Top of pageAbstract The goal of our adenoviral vector-targeting program is to identify strategies that enhance delivery of therapeutic proteins to the site of disease as well as reduce the impact of the therapy on nontarget cells and tissue. Therapeutic areas under consideration are cancer, ocular disease, vaccine, hearing loss and balance disorders. To accomplish this we have created vectors that are ablated for binding to native CAR and integrin receptors, have introduced specific binding ligands for selective entry into the cells of choice, and have evaluated vector performance in these target therapeutic areas. We have evaluated the pharmacokinetics and biodistribution of tropism-modified vectors in regional (intra-peritoneal) and disseminated cancer disease models and have shown the importance of selective delivery to tumors after regional and systemic administration. Delivery to the eye and ear of tropism-modified vectors results in transduction of new target cells and the modifications may also impact the kinetics of transgene expression. We have demonstrated low-level expression of the normal entry receptors for adenovirus in the inner ear of mice, which is inconsistent with the amount of gene delivery observed by native tropism vectors. Adenovirus capsids ablated of normal receptor interactions (CAR and integrin) are still capable of gene delivery, suggesting that vector entry may occur through alternative pathways. The efficiency of gene delivery in the inner ear by capsid-modified vectors is dependent on target volume and local vector concentration. While efficient delivery within the inner ear is retained by the ablated vector, it has a restricted tropism for gene delivery to tissue outside of the inner ear. These results collectively lend support to the design of targeted adenovirus vectors that could enhance the delivery of the therapeutic protein and thereby be used for multiple clinical applications.

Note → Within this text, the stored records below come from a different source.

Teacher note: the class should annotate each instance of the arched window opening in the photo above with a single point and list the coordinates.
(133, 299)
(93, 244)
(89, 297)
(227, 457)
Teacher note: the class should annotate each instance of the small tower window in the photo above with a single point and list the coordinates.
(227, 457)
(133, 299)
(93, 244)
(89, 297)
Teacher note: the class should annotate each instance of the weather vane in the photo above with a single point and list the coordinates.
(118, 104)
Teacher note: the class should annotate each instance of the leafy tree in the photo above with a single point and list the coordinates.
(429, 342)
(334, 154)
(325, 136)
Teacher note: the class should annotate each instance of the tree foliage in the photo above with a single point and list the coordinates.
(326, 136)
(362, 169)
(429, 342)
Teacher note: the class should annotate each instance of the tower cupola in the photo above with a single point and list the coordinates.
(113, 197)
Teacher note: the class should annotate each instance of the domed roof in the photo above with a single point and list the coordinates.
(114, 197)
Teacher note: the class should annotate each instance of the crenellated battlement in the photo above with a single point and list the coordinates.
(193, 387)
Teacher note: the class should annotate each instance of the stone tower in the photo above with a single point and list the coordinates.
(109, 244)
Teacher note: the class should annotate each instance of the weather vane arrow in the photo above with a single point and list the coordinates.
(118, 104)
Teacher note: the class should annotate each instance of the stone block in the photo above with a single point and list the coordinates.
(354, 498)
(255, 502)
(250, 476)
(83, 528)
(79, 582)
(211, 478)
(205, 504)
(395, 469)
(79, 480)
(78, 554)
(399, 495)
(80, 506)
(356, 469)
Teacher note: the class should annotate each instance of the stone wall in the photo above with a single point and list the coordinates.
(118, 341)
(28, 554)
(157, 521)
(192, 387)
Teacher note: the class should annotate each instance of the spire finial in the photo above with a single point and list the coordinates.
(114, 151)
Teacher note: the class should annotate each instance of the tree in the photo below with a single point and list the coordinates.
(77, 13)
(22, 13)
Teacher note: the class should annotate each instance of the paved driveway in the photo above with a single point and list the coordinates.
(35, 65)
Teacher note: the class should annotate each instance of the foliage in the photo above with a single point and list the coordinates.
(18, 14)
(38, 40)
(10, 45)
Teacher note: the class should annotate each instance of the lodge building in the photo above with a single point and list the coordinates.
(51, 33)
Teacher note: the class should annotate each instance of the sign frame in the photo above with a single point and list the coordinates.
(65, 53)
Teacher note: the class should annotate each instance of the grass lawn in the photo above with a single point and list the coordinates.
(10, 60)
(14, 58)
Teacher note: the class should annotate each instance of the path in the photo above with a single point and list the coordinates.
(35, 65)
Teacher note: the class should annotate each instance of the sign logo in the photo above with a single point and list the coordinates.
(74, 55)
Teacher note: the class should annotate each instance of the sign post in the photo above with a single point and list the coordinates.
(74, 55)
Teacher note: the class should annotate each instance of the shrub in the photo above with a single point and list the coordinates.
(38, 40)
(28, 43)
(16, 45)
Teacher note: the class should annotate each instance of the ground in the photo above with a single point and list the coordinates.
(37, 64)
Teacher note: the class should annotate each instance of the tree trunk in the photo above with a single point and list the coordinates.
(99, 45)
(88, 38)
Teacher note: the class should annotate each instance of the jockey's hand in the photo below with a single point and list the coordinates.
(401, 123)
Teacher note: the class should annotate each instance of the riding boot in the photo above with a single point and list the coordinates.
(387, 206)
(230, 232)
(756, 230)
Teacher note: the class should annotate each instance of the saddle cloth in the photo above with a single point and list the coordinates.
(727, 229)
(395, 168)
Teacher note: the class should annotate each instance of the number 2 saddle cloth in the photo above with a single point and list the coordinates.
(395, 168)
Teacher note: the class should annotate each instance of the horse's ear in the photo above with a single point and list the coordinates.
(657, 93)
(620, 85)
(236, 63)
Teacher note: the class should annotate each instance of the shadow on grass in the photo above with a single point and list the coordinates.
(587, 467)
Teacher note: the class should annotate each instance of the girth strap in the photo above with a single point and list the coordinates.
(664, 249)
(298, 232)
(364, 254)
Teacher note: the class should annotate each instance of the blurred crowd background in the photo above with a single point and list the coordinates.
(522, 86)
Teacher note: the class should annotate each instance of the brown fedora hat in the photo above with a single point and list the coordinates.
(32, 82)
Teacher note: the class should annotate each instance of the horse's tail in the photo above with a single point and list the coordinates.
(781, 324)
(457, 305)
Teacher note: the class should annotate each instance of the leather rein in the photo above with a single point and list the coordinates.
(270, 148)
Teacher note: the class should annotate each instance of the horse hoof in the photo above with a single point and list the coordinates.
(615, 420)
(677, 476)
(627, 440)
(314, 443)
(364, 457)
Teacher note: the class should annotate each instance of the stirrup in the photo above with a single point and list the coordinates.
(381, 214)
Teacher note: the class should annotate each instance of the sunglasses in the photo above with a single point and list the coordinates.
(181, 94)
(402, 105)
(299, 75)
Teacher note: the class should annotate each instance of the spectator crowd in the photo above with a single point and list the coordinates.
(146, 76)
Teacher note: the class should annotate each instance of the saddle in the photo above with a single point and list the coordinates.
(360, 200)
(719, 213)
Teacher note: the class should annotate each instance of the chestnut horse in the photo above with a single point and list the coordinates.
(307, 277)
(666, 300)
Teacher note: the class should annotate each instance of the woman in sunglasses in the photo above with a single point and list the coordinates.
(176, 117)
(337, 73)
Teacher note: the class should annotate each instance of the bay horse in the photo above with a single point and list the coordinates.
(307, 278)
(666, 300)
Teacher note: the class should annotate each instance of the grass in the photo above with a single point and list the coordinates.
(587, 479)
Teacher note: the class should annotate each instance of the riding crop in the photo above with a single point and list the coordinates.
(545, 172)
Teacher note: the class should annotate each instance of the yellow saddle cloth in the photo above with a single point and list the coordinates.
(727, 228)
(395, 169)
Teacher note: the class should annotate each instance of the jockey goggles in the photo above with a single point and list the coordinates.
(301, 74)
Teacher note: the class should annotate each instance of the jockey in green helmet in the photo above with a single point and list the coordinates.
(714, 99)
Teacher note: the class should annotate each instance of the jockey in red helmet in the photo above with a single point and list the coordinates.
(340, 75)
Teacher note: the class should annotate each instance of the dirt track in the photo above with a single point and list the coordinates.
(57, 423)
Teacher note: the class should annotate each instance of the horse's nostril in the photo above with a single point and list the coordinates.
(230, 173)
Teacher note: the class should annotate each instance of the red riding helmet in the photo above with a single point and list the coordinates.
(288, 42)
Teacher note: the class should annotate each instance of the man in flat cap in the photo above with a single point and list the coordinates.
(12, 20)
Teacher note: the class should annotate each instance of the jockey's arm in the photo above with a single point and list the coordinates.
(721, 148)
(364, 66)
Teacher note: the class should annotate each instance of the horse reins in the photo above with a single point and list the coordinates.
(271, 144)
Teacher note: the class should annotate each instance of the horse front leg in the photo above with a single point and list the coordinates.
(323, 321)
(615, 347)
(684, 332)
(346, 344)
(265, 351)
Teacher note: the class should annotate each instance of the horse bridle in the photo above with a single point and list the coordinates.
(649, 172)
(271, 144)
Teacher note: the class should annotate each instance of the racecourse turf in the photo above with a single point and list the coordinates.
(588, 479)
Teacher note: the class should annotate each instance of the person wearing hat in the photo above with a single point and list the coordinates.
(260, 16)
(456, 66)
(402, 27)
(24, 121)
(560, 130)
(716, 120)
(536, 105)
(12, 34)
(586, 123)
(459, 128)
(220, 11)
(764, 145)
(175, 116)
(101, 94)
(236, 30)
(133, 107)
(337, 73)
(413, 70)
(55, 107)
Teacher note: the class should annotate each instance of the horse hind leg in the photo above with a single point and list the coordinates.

1020. Development and Evaluation of a Genetically-Modified Adenovirus Vector That Specifically Targets Tumors Via the Bloodstream Following Systemic Administration

The development of genetically modified adenovirus vectors capable of targeting tumors following systemic administration is an important goal for the treatment of disseminated cancer. Achieving this goal requires that the native adenovirus coat protein/receptor interactions are removed and replaced with new tumor-selective ligand/receptor interactions. Towards this goal, we have created vectors that are ablated for native receptor binding and that additionally contain a pseudo-receptor binding ligand or a tumor-selective peptide motif inserted into the HI loop of fiber. In vivo experiments showed that ablating both CAR and penton base binding is critical to reduce non-targeted tissue transduction. In addition, pharmacokinetic studies indicated that these tropism modified vectors efficiently enter and persist in the bloodstream following intraperitoneal (i.p.) administration. Interestingly, this sustained circulation was only observed after i.p. administration and not after intravenous administration. Furthermore, the combination of capsid modification and extended blood circulation could achieve receptor-mediated transduction on pseudo-receptor expressing subcutaneous tumor.